Prudent California employers will treat all workers who are or might be “employees” under new Section 2750 as “employees.” It’s the safe thing to do, whatever the realities are or should be. The potential State law litigation and penalties are not worth risking. Employers naturally will treat those same workers as “employees” for Federal tax purposes. That also seems the safe thing to do …, but that will expose those employers to potential litigation by those workers (and their contingent-fee lawyers) who believe (or allege) that for Federal tax and other purposes, they’re independent contractors. “Employee” status also will create potential liability for employers concerning the actions of their newfound “employees,” which the employers will have to insure against. In short, there will be costs.

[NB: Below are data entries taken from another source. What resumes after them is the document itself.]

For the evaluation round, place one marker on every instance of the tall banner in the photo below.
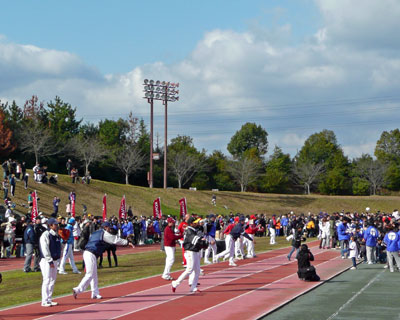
(183, 207)
(104, 207)
(35, 209)
(72, 198)
(157, 208)
(122, 209)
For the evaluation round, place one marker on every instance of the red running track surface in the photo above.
(18, 263)
(227, 292)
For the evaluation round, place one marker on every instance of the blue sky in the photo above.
(116, 36)
(294, 67)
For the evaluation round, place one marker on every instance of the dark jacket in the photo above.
(192, 241)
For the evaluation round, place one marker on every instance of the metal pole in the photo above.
(151, 143)
(165, 137)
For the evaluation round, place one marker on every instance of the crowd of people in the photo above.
(50, 241)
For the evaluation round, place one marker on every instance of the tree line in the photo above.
(118, 150)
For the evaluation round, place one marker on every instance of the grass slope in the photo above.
(141, 199)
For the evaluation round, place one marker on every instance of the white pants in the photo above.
(169, 260)
(68, 253)
(272, 233)
(239, 248)
(192, 266)
(229, 250)
(211, 247)
(90, 276)
(49, 279)
(390, 256)
(250, 245)
(371, 254)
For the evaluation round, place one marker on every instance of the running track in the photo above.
(254, 288)
(18, 263)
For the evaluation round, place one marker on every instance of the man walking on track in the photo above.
(50, 253)
(95, 247)
(169, 247)
(192, 244)
(211, 228)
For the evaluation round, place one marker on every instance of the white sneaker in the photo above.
(46, 304)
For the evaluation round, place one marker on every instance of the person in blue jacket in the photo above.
(95, 247)
(371, 237)
(68, 252)
(343, 232)
(392, 240)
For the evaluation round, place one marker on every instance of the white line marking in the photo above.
(243, 294)
(219, 284)
(356, 295)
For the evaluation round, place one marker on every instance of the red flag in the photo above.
(157, 208)
(183, 207)
(104, 207)
(35, 209)
(122, 209)
(72, 198)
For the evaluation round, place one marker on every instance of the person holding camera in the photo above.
(306, 271)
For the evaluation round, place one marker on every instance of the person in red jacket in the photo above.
(251, 230)
(182, 227)
(229, 245)
(169, 247)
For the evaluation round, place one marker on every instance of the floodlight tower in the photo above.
(165, 91)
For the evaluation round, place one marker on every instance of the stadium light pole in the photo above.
(167, 92)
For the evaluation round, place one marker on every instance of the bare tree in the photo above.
(88, 150)
(36, 139)
(306, 173)
(373, 171)
(244, 171)
(129, 160)
(184, 165)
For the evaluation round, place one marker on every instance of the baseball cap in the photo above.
(52, 221)
(191, 220)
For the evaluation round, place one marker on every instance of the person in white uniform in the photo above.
(50, 253)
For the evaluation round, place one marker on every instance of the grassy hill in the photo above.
(141, 200)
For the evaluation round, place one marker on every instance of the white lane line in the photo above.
(212, 273)
(257, 289)
(356, 295)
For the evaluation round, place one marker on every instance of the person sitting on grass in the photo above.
(306, 271)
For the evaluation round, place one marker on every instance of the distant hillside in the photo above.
(141, 200)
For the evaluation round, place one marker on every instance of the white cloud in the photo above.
(241, 75)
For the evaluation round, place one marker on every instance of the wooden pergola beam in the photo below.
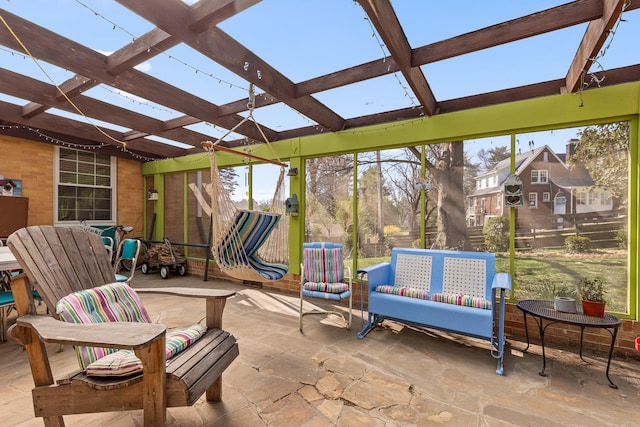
(592, 41)
(386, 22)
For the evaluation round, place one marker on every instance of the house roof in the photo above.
(222, 35)
(576, 176)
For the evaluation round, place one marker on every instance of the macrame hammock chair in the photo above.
(248, 244)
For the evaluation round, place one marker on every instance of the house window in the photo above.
(581, 198)
(85, 183)
(539, 176)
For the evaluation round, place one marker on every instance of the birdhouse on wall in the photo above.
(291, 205)
(513, 191)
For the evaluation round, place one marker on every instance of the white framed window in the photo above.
(540, 176)
(84, 186)
(582, 198)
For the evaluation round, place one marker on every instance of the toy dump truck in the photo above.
(164, 258)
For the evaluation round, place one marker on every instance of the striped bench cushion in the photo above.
(405, 291)
(465, 300)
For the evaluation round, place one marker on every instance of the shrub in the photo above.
(591, 289)
(391, 229)
(577, 244)
(496, 234)
(621, 237)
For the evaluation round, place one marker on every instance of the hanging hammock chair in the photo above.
(248, 244)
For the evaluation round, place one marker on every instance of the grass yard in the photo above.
(543, 274)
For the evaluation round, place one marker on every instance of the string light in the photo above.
(76, 145)
(596, 60)
(134, 38)
(385, 55)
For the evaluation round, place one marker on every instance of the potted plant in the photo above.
(591, 291)
(560, 293)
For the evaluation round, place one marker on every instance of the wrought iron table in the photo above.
(541, 310)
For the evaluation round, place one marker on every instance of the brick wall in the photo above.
(33, 163)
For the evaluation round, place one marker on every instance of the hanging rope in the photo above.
(248, 244)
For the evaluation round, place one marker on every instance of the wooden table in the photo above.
(541, 310)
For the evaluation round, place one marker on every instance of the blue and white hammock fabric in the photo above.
(248, 244)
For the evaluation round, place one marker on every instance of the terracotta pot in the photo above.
(591, 308)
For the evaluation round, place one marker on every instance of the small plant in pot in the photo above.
(561, 295)
(591, 291)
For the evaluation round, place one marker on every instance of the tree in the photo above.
(604, 151)
(328, 197)
(446, 167)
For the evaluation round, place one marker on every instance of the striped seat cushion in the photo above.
(404, 291)
(123, 363)
(465, 300)
(116, 302)
(332, 288)
(323, 265)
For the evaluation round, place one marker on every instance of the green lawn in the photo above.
(537, 273)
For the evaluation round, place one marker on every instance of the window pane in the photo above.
(83, 199)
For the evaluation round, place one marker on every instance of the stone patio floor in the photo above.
(326, 376)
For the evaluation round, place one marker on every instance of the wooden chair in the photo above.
(63, 260)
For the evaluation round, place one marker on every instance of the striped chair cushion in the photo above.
(116, 302)
(123, 363)
(332, 288)
(323, 265)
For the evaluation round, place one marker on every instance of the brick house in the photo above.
(553, 191)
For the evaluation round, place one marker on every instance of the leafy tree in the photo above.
(604, 151)
(496, 234)
(445, 164)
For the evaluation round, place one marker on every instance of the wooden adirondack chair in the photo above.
(63, 260)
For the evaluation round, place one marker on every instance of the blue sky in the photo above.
(329, 35)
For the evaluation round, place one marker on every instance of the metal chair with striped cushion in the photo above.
(323, 276)
(128, 253)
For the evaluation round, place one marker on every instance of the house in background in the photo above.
(553, 191)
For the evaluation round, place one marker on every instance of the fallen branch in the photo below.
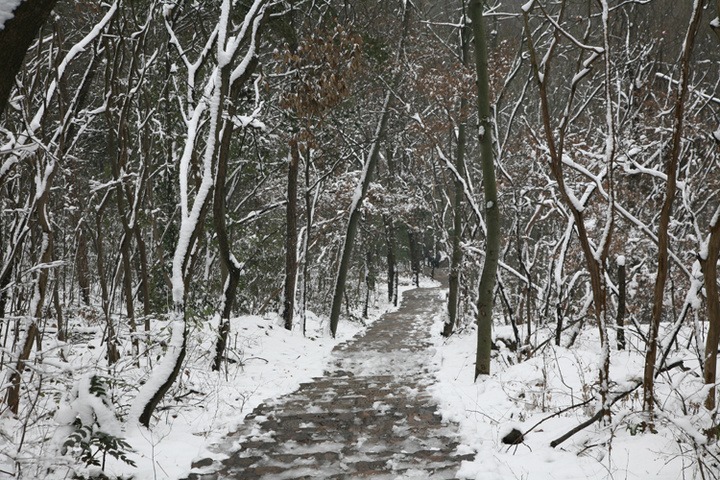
(600, 413)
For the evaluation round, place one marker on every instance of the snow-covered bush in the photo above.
(89, 429)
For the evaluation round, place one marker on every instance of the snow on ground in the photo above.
(268, 361)
(521, 395)
(202, 406)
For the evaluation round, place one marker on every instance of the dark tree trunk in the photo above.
(15, 38)
(291, 237)
(83, 271)
(414, 257)
(621, 306)
(390, 237)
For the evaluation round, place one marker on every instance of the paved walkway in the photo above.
(369, 417)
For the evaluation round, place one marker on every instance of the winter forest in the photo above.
(200, 199)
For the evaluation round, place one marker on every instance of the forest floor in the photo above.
(369, 416)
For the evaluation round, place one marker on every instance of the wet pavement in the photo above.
(370, 416)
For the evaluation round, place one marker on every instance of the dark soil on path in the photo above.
(370, 416)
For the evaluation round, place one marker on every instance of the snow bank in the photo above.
(7, 7)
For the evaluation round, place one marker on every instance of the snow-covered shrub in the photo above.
(89, 429)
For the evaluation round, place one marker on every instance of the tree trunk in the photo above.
(83, 271)
(15, 38)
(709, 269)
(291, 237)
(621, 304)
(361, 189)
(40, 284)
(492, 211)
(370, 163)
(663, 234)
(414, 256)
(390, 240)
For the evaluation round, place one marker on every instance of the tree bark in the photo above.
(663, 234)
(621, 305)
(492, 211)
(291, 237)
(15, 38)
(709, 270)
(390, 240)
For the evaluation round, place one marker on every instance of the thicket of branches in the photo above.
(175, 161)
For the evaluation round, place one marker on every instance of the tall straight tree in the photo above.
(362, 187)
(233, 56)
(663, 232)
(456, 233)
(492, 211)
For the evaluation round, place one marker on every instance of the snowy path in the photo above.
(370, 417)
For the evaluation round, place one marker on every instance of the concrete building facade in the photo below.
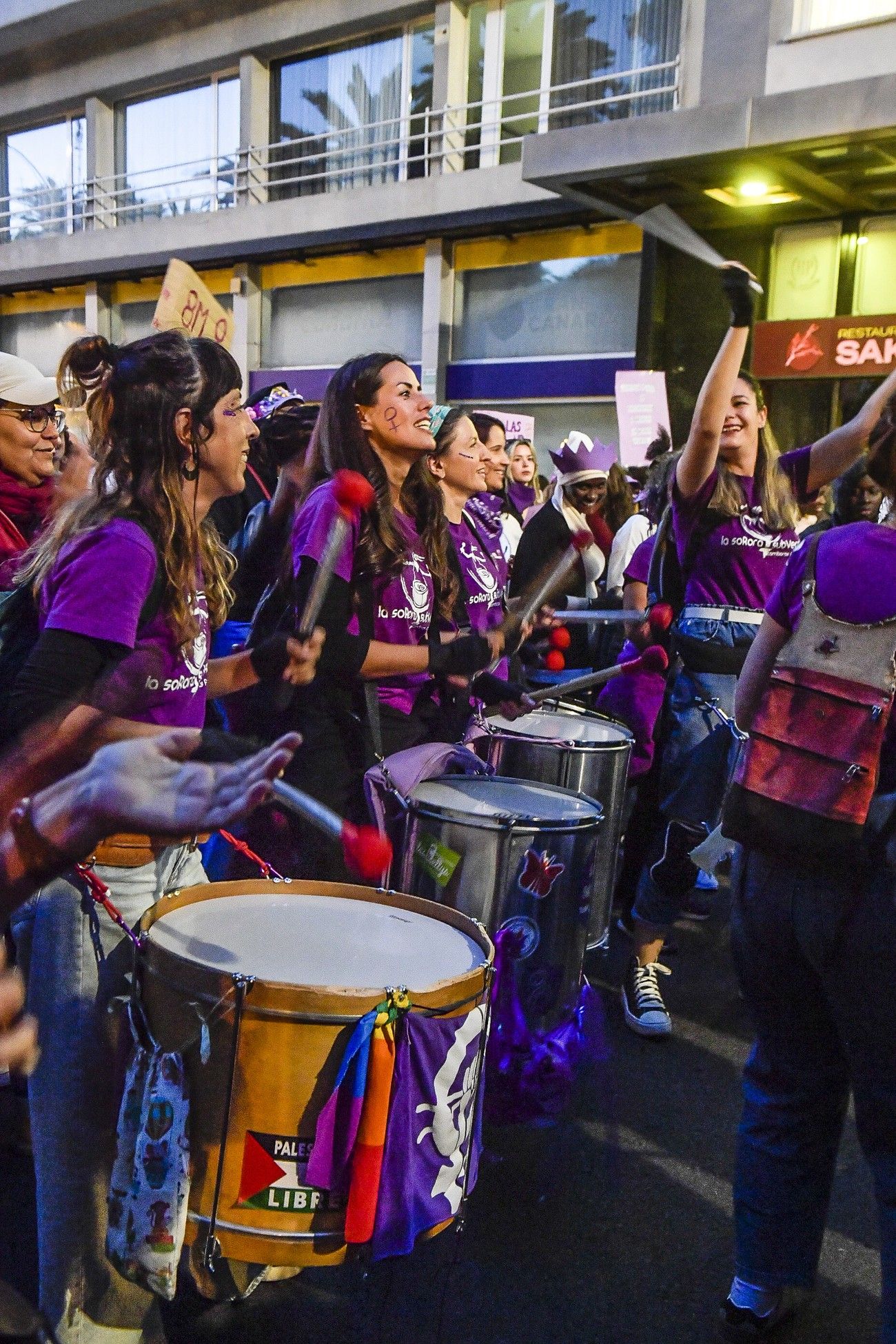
(457, 182)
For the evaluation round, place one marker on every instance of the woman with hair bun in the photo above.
(391, 588)
(128, 582)
(734, 513)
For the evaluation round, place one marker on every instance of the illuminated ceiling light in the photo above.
(734, 196)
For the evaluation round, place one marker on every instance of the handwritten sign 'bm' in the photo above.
(187, 305)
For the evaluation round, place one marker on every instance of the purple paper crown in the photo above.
(580, 455)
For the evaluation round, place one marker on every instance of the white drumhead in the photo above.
(564, 726)
(315, 940)
(480, 796)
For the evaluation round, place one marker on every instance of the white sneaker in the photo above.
(642, 1004)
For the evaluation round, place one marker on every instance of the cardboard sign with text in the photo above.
(642, 409)
(187, 305)
(828, 347)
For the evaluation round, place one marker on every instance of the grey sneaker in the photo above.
(642, 1004)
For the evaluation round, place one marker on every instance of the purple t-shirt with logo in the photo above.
(740, 561)
(403, 602)
(97, 588)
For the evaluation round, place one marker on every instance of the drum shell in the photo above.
(285, 1068)
(485, 886)
(598, 771)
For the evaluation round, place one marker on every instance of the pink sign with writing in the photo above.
(642, 409)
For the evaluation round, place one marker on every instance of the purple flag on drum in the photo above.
(434, 1127)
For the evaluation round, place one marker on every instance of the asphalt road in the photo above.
(613, 1228)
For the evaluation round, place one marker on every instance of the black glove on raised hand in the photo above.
(461, 658)
(735, 281)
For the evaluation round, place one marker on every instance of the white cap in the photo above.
(21, 382)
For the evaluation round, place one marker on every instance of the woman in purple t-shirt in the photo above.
(391, 585)
(127, 581)
(734, 511)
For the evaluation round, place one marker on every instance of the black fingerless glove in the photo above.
(215, 746)
(493, 690)
(740, 296)
(461, 658)
(269, 658)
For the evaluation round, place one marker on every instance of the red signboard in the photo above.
(828, 347)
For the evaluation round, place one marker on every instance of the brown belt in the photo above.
(133, 851)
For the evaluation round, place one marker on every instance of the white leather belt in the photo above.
(737, 615)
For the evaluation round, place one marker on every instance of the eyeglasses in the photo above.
(37, 418)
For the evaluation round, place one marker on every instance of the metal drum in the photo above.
(280, 973)
(580, 751)
(513, 855)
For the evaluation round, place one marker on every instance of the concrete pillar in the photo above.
(449, 85)
(246, 288)
(254, 130)
(100, 163)
(438, 311)
(99, 314)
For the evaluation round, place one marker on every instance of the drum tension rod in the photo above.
(242, 984)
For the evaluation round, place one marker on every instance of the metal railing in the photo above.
(451, 139)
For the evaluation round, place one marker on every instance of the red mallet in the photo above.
(367, 851)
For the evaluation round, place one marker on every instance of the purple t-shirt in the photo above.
(403, 602)
(638, 567)
(485, 510)
(740, 561)
(97, 588)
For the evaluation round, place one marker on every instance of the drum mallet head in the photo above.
(369, 853)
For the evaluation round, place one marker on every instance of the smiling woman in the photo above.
(28, 440)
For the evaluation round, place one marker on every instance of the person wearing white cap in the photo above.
(30, 428)
(576, 506)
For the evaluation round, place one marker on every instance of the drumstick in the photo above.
(652, 660)
(352, 492)
(660, 618)
(546, 584)
(367, 851)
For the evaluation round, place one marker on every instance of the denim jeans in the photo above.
(813, 959)
(698, 758)
(79, 963)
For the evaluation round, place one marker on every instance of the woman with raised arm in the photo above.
(127, 584)
(735, 511)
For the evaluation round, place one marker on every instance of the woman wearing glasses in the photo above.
(30, 428)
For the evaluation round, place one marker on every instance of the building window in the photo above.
(160, 134)
(815, 15)
(876, 267)
(42, 181)
(576, 305)
(323, 325)
(352, 116)
(805, 269)
(536, 65)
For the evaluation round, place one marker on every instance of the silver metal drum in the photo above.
(574, 749)
(513, 855)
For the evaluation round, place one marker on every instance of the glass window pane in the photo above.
(582, 305)
(178, 155)
(46, 175)
(523, 42)
(42, 338)
(604, 46)
(345, 110)
(323, 325)
(811, 15)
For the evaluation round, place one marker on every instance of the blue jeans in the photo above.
(79, 963)
(698, 758)
(813, 959)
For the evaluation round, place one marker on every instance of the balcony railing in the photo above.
(451, 139)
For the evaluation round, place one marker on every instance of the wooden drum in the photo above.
(260, 986)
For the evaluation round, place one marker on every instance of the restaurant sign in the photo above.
(828, 347)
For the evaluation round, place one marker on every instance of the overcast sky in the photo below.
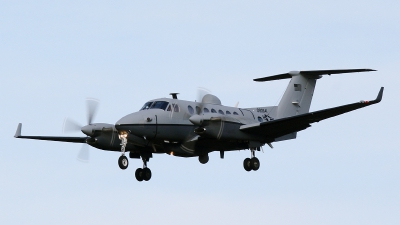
(54, 54)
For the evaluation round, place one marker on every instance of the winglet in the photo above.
(18, 132)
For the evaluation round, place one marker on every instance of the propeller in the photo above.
(73, 126)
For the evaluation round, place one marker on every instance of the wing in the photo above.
(280, 127)
(50, 138)
(310, 73)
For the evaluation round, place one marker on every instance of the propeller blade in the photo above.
(71, 126)
(83, 155)
(92, 105)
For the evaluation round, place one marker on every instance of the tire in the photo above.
(255, 164)
(247, 164)
(139, 174)
(203, 159)
(146, 174)
(123, 162)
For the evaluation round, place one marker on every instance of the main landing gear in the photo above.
(251, 163)
(143, 174)
(140, 174)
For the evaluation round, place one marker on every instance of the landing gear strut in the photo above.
(251, 163)
(123, 161)
(145, 173)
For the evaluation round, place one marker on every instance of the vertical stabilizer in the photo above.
(297, 97)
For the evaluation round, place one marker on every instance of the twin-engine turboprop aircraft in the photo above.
(187, 129)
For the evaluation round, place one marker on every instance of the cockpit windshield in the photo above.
(146, 105)
(159, 105)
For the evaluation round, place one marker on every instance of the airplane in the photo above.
(196, 128)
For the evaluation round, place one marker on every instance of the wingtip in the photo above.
(18, 132)
(380, 94)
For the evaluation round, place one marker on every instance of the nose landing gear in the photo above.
(123, 161)
(251, 163)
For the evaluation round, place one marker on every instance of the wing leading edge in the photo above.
(50, 138)
(280, 127)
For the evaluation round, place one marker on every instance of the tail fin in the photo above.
(298, 95)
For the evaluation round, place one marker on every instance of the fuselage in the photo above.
(167, 123)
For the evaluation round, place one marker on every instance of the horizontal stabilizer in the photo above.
(277, 128)
(312, 73)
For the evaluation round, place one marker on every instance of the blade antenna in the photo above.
(92, 104)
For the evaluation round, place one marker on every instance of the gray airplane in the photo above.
(188, 129)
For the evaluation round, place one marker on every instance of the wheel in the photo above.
(255, 163)
(247, 164)
(203, 159)
(139, 174)
(123, 162)
(146, 174)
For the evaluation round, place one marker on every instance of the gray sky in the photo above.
(53, 55)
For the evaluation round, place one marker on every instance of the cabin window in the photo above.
(190, 109)
(146, 105)
(297, 87)
(159, 105)
(173, 106)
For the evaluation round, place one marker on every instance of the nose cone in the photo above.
(196, 119)
(88, 130)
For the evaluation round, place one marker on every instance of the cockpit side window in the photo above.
(146, 105)
(191, 110)
(159, 105)
(176, 107)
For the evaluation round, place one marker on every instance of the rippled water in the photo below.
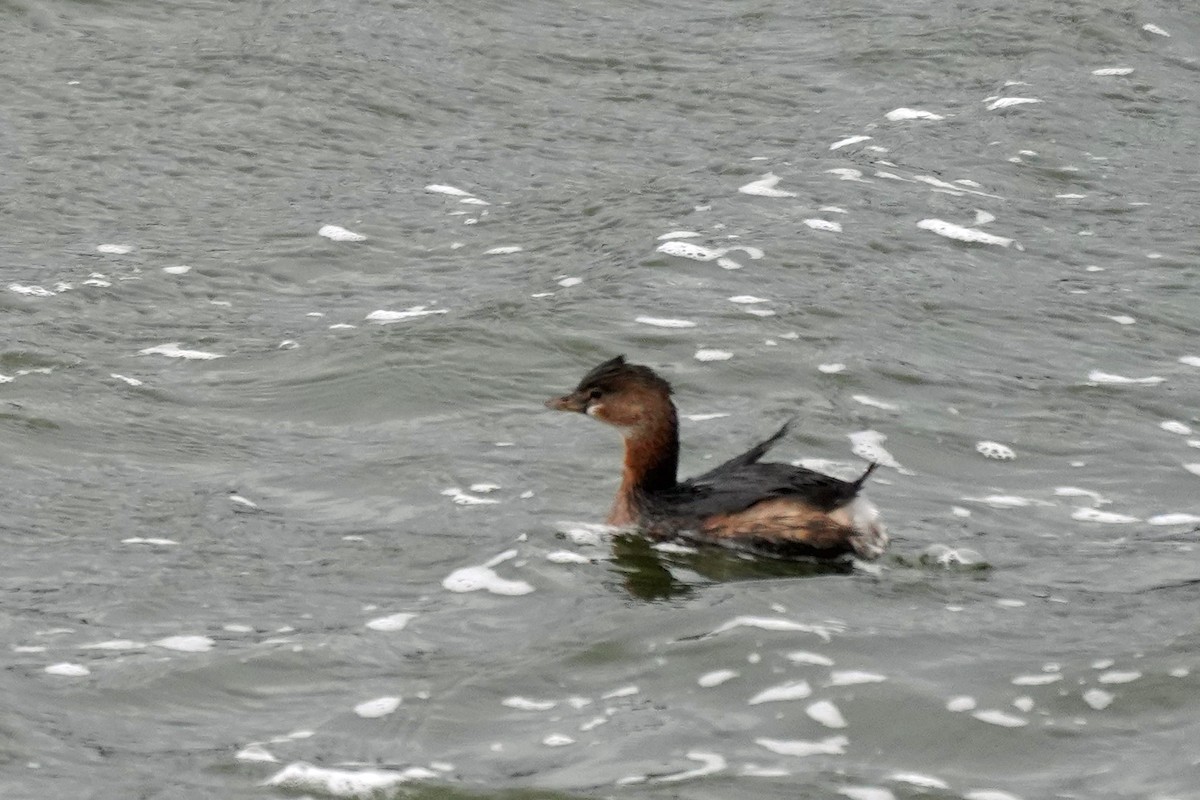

Section 2750 of course is intended to force gig companies, Lyft and Uber among them, to share their revenues with their workers … and Lyft and Uber are not poster-children for sharing revenues with underpaid drivers. However, it just as easily could require them to pass along price increases to consumers … or eliminate workers through automation or lay-offs. Going out of business also may be a regrettable alternative for many subsistence gig operators. Both Lyft and Uber are venture capital buccaneers that have been losing, and continue to lose, massive amounts of money in trying to carve out a new business paradigm. They would significantly reduce their chances of success survival by sharing their revenues with their workers, so it’s exceedingly unlikely that they will adopt the first alternative – and Uber already has said it will not. The second alternative of passing along price increases to consumers also is unappealing. It would decrease ridership and thereby decrease the odds of success survival. It’s the equivalent of adding a tax to the cost of rides and at best would mean that California consumers would bear the burden of higher government-mandated prices. The third alternative correctly focuses on the fact that both Lyft and Uber indeed are technology platforms (as Uber is claiming) and their business plans anticipate the goal of automating away their workers …, which Section 2750 is likely to accelerate. That clearly is not the purpose of Section 2750.
The New York Times editorial concludes with the recommendation that California grant gig workers who otherwise are “independent contractors” the right to bargain collectively with their newfound “employers.” That, argues the editorial writers, is a “necessary step” and “other states should follow close behind [California]. It’s not enough [for States] to raise the minimum wage or to mandate family leave. Legislatures also must act to ensure those standards apply broadly.”